On 07/14/2017 09:22 PM, Alex wrote:
Hi,

The ENA_BAD_SPAM rule is a combination of 2 different types (reputation
and
content) rules with an AND between them.  For example (this is is about
one-third of the rule):

Is it usable like this?

Try it out with a score of 0.001 and see what you think.  It should have
been valid.  Just drop it in and run:

spamassassin -D --lint 2>&1 | /bin/grep -Ei '(failed|undefined
dependency|score set for non-existent rule)' | /bin/grep ENA_

By "usable" I meant have you included enough of the rule for it to
really be effective?

I let it run for the day, and it's just not anchored well enough to
provide any meaningful benefit. It's hitting on jcpenny, vresp.com,
constantcontact, sendgrid, facebook, etc.


I have all of those senders in whitelist_auth entries. The ENA_BAD_SPAM has a score of 0.001 just as a place holder for other meta rules based on it that have a score of 1.2 - 3.2.

Once you setup different tiers of senders and SHORTCIRCUIT all of the trusted senders that usually score very low, you will be able to handle regular and untrusted senders more aggressively.

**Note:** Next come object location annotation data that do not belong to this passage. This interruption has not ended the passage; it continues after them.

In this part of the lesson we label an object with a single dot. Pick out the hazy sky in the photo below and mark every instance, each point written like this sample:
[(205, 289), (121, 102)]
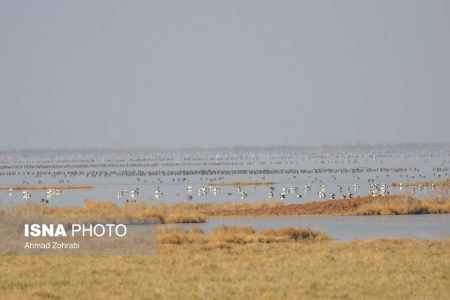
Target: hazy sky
[(223, 73)]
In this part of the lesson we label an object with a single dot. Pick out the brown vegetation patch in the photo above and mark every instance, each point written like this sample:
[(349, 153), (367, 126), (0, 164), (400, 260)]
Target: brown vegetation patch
[(241, 183), (237, 234), (445, 182), (46, 187)]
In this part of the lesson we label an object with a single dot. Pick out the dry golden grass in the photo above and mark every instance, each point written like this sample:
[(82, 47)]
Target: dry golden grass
[(406, 206), (379, 269), (444, 182), (46, 187)]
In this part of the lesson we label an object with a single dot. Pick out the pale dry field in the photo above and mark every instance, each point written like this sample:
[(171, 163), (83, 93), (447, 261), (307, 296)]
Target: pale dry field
[(380, 269)]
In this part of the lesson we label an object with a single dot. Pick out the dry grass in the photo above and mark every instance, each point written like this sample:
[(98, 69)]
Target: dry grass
[(405, 206), (46, 187), (237, 234), (380, 269), (241, 183)]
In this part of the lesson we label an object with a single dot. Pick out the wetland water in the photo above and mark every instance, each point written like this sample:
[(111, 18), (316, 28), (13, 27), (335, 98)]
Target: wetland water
[(341, 170), (346, 228)]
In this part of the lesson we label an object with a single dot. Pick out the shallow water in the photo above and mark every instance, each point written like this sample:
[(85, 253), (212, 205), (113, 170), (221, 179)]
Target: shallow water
[(173, 171), (346, 228)]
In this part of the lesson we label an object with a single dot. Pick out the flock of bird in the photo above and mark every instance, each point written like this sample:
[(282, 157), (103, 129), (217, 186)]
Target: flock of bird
[(49, 194), (374, 189)]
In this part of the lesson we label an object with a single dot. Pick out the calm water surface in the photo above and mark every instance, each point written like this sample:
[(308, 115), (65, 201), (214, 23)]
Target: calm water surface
[(347, 228)]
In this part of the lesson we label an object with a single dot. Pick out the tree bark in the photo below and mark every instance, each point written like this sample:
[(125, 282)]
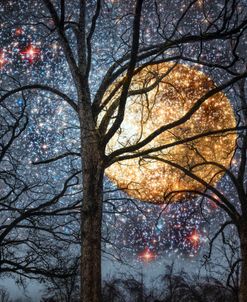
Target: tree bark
[(243, 278), (91, 209)]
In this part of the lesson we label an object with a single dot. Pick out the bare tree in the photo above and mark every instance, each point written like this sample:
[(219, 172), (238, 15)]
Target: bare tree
[(76, 27)]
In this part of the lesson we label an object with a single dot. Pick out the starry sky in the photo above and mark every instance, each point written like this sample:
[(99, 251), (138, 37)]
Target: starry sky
[(30, 53)]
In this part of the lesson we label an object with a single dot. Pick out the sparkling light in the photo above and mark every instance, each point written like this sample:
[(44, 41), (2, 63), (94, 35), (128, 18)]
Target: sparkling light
[(148, 180), (147, 256), (31, 53)]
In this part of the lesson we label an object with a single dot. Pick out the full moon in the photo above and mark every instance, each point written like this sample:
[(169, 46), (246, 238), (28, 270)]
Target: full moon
[(161, 94)]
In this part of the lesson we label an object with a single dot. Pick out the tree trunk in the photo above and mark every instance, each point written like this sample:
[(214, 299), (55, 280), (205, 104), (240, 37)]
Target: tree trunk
[(91, 209), (243, 279), (91, 218)]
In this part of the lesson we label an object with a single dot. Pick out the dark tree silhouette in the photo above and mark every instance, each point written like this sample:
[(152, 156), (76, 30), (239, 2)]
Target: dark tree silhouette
[(176, 37)]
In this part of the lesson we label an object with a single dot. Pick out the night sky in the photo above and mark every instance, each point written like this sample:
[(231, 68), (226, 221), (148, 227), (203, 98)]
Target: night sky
[(133, 230)]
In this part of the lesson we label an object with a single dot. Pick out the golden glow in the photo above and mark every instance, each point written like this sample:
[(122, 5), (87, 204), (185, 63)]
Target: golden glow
[(150, 180)]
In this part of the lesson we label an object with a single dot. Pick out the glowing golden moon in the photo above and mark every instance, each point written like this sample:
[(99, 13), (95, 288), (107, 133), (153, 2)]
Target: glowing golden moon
[(181, 86)]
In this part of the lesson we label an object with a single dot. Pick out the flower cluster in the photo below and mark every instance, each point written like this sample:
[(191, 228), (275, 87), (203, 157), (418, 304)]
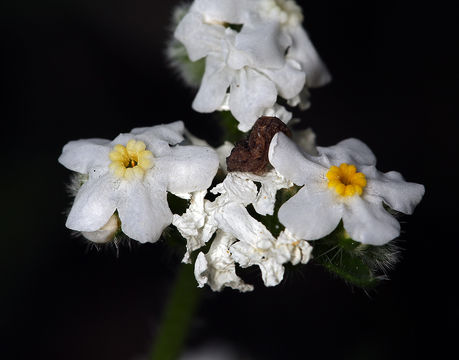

As I have said before, I SHORTCIRCUIT as ham thousands of domains based on their envelope-from domain as long as they have legit unsubscribe/opt out processes/links. Now I don't have to worry about these being falsely categorized as spam based on content. I don't SHORTCIRCUIT any FREEMAIL domains or any domains that have user mailboxes that can be compromised.

My MTA blocks the majority of the junk so what passes through SA is mostly SHORTCIRCUIT'd as ham. Less than 5 percent is spam blocked by SA. I only get the occasional report of spam from customers from compromised accounts now which are very difficult to block based on reputation. Content-based rules are really the only way since these spammers are crafting zero-hour email that are designed to get through major mail filters.